Built high in a distant desolate land, where mountains ceased to resemble toblerones but became twisted malevolent shards of stone, where eerie winds moaned through bone strewn valleys, was a black fortress. It had many names, Allhopes End, The Hall of Despair, Deathskull Palace. Which made it hellish for postmen.
Darkness reigned supreme in this place, called the Land of Darkness and Despair or Land of Hackneyed Clichés to the more worldly wise of its night-bred inhabitants. A greenish-yellow sulphurous mist swirled through the forests and around the base of the fortress. Large bats permanently flitted around the turrets in a dizzying whirl. Obviously in shifts except at weekends when the skeleton crew took over.
The moon was always full and often blood red when it felt the need for added melodrama. And whenever anyone or anything approached the fortress, a violent thunderstorm would strake the night sky, a sort of paranormal intruder alarm. The worse offenders for setting it off were the werewolves using the storm as an impromptu bath when their coats became too manky. The evil minion guards of the castle had become accustomed to so many false alarms and now ignored them, a case of crying werewolf.

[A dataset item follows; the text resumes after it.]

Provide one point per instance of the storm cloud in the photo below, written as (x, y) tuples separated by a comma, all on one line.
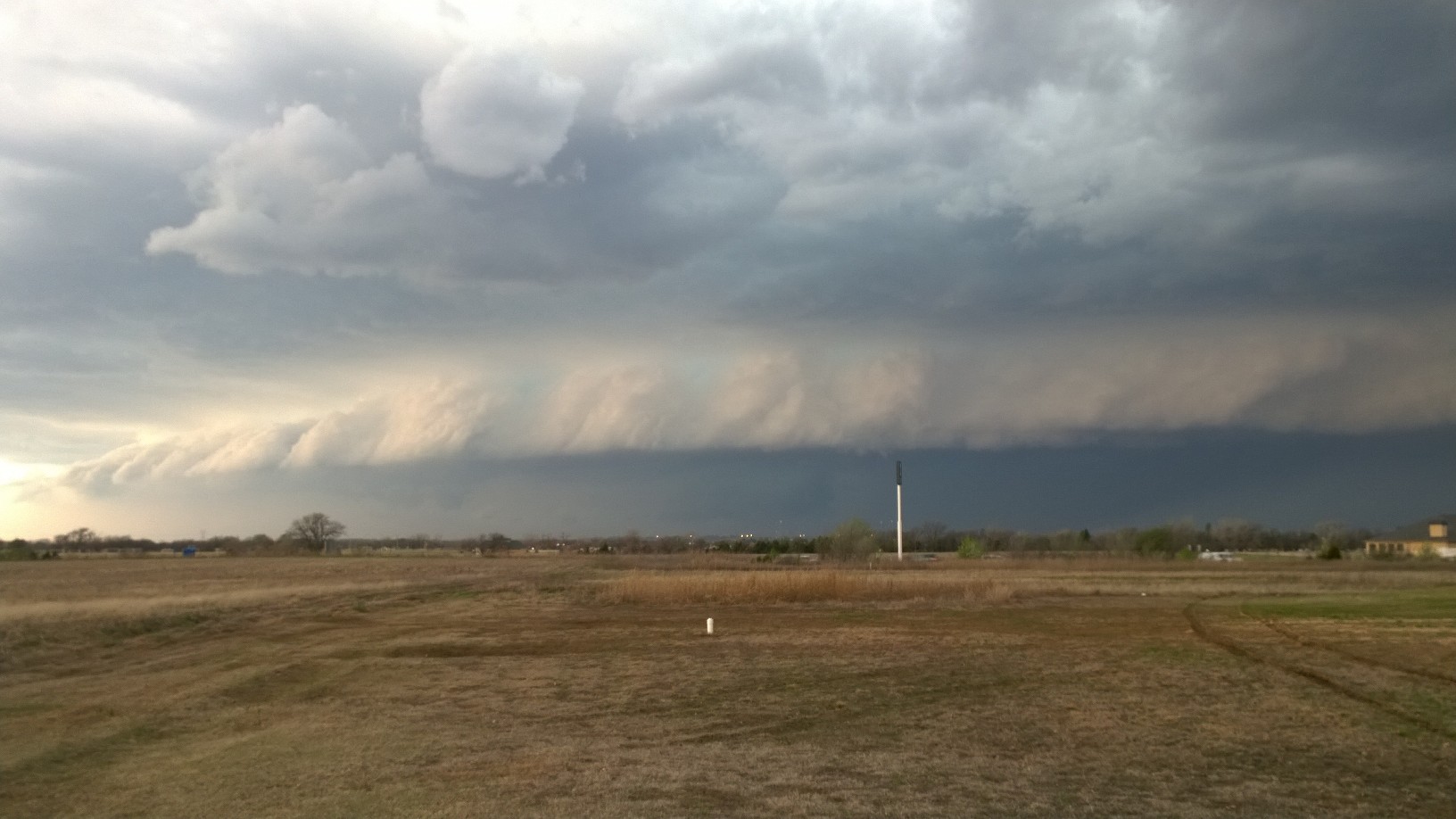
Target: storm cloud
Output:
[(297, 238)]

Despite this, the demon that lived there called it home. A reluctant dweller on Earth, he had been kicked out of Hell for the heinous crime of dissension and creativity. To Rafial, all that prodding with pitchforks had seemed so petty, so pointless. An eternity living in sulphur scented darkness with no reality TV and soaps was surely punishment enough for the souls of the damned? What was the point of having devilish powers and a fallen angel’s beauty just to dangle food on long poles in front of the eternally hungry? And do all that annoying maniacal laughter. It was so trivial and tedious. His dissent and ambition had led to banishment, condemned to live amongst humans for eternity. It could have been worse. Living with lemmings or wombats would have been far more problematical.
With a huge, gloomy castle to roam in and plenty to read, Rafial was content. Unlike his daughter Demonica. Born from a brief but tempestuous relationship with a human woman, she was desperate to create merry hell on earth. Bored and restless, she frequently railed at her father to go out and wreak some satanic havoc, to corrupt souls and torment people. But Rafial was adamant. He would leave humans alone if they didn’t bother him. They had enough misery in their lives already…clip on ties, verrucas, puberty, gangsta rap, piccalilli, spam emails selling shlong enlarging cream…the list was endless.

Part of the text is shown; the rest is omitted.